On y dispose un bouquet de fleurs, des bâtonnets d'encens et plusieurs bougies. Lorsqu'un étranger est invité, il doit demander la permission d'entrer faute de quoi il risquerait de très mal dormir, les esprits viendraient au cours de la nuit s'installer sur sa poitrine ce qui engendrerait d'horribles cauchemars.
Le matin il convient de les saluer avant de nourrir l'espoir de passer une bonne journée, de leur présenter des offrandes si on aspire à voir quelque souhait exaucé.

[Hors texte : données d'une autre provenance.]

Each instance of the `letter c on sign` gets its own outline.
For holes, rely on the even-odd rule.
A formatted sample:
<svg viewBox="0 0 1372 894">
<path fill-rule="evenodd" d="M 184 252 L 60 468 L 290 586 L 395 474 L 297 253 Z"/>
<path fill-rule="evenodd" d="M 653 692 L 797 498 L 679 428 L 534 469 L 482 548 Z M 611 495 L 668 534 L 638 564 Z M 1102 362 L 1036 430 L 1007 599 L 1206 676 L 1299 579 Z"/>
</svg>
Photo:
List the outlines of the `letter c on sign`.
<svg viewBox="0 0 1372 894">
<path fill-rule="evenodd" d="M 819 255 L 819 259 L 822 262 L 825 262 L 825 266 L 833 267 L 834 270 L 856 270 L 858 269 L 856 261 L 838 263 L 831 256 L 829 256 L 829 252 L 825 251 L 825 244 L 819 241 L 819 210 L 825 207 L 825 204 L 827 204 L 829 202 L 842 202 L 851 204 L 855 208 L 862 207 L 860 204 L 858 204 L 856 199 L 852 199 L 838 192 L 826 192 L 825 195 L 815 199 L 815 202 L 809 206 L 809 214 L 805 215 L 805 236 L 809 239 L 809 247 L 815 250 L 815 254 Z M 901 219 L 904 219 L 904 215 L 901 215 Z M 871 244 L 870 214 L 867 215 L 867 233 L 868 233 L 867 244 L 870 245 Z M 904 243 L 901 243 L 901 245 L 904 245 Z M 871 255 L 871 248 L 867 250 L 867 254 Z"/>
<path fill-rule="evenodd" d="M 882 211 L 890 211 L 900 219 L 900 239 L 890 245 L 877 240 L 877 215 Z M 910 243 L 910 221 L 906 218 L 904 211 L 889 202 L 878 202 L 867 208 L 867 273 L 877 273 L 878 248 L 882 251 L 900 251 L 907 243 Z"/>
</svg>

Nous sommes donc partis de Ban Saladan, en bateau, tel que prévu aujourd’hui pour Phuket en compagnie de Suzanne qui doit y rencontrer son amie Lisette arrivant de Montréal. Nous demeurerons 6 jours à Phuket avant de prendre l’avion pour Chiang Mai. Sur le bateau, il faisait beau (le croiriez-vous?) et la mer était belle. Notre voyage prévoyait un arrêt de quelques heures à Koh Pui-Phi et nous y sommes arrivés vers 10 :30 heures.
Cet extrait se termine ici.